Of course, with every film there is an element of suspending one’s disbelief, which is why I let it slide that the class has an age variation of around 10 years and that a donkey can travel from England to New York, but, personally, I draw the line at teachers suspending children (by wires) from the top of Coventry Cathedral, lying to literally everyone they encounter, and stealing children, animals and plane tickets.
Remarkably, throughout all this turmoil, the parents remain unconcerned. For instance, in Nativity 2: Danger in the Manger, a girl takes her baby sister on an unplanned trip to Wales, nobody knows where they are as they trek through the mountains and not once do we see this baby fed: the mum’s reaction? A deadpan delivery of: “They might have a baby…my baby.” By the third movie, all pretence of parents even caring is lost, as the children have a sleepover with a random man before jetting off to New York. It seems the Nativity Cinematic Universe is one in which DBS checks and Safeguarding training don’t exist.
Potentially most frustrating is the franchise’s pattern of gaslighting any and all reasonable teachers that enter, until they are just as delusional as their nepotistic classroom assistant, Mr Poppy. David Tennant’s character makes a valiant effort to deter the trip to Wales, having to be physically restrained by the children so he doesn’t call a responsible adult. Yet only a handful of minutes pass and his reluctance in travelling via inflatable boats is solely due to his fear of them, not the fact that they are stolen property, or that the rapids are incredibly dangerous for children to navigate.
Despite Mr Poppy continuously putting the children at risk, upsetting everyone around him, and committing various crimes, everyone seems to accept that he’s part of the school. Let’s be clear: he is a terrible role model, encouraging disruptive behaviour (telling the children to attack Mr Shepard) and lying to authority (What song for Christmas?). Educationally, he has nothing to offer them either, as he demonstrates the mental age of his pupils.
Despite this trilogy undoubtedly being a safeguarding nightmare, it’s impossible to ignore the charms.
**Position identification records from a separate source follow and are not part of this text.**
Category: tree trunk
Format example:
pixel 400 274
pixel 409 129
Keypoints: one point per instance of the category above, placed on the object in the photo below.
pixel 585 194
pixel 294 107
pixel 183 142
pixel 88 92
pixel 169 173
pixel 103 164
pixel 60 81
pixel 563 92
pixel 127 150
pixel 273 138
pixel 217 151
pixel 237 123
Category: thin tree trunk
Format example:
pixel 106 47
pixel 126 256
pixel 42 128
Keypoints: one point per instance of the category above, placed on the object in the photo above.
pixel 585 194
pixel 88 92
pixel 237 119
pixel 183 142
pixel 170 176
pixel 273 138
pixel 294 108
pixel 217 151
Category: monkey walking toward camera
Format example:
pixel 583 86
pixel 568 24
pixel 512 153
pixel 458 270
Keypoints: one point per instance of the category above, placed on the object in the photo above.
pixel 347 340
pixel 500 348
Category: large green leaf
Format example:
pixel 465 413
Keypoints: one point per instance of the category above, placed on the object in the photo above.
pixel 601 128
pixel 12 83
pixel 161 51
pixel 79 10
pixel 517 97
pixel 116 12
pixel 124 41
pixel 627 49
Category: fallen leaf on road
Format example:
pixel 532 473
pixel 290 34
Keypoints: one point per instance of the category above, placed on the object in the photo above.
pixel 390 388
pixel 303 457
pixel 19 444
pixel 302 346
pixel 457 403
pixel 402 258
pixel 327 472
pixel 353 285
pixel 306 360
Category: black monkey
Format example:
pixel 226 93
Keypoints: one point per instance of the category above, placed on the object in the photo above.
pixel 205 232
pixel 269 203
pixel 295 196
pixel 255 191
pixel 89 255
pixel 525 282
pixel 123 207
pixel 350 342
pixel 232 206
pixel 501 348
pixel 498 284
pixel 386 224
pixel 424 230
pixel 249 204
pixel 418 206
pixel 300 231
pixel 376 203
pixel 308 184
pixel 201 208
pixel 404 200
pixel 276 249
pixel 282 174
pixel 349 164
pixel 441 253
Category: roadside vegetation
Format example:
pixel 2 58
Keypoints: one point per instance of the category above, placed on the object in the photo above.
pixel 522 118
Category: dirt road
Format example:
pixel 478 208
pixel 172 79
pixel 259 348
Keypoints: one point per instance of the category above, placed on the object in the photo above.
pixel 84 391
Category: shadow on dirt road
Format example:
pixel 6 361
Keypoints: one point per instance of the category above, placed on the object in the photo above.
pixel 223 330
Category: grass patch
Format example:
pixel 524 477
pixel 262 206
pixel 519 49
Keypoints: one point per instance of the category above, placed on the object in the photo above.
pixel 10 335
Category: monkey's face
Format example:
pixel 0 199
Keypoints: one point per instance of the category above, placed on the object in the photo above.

Each year as I’m slandering it, I’m also wiping away tears as Oli spots his mum in the audience, Tommy speaks for the first time since his dad left, and Lauren begs her Dad to remember her. Also, let’s face it, the songs will be stuck in your head for weeks.
So, maybe we really do just have to ignore all the illegal acts of child endangerment and embrace the absurdity of Nativity for what it is: three very ridiculous but equally sweet Christmas classics that are sure to add a little ‘Sparkle and Shine’ to your day.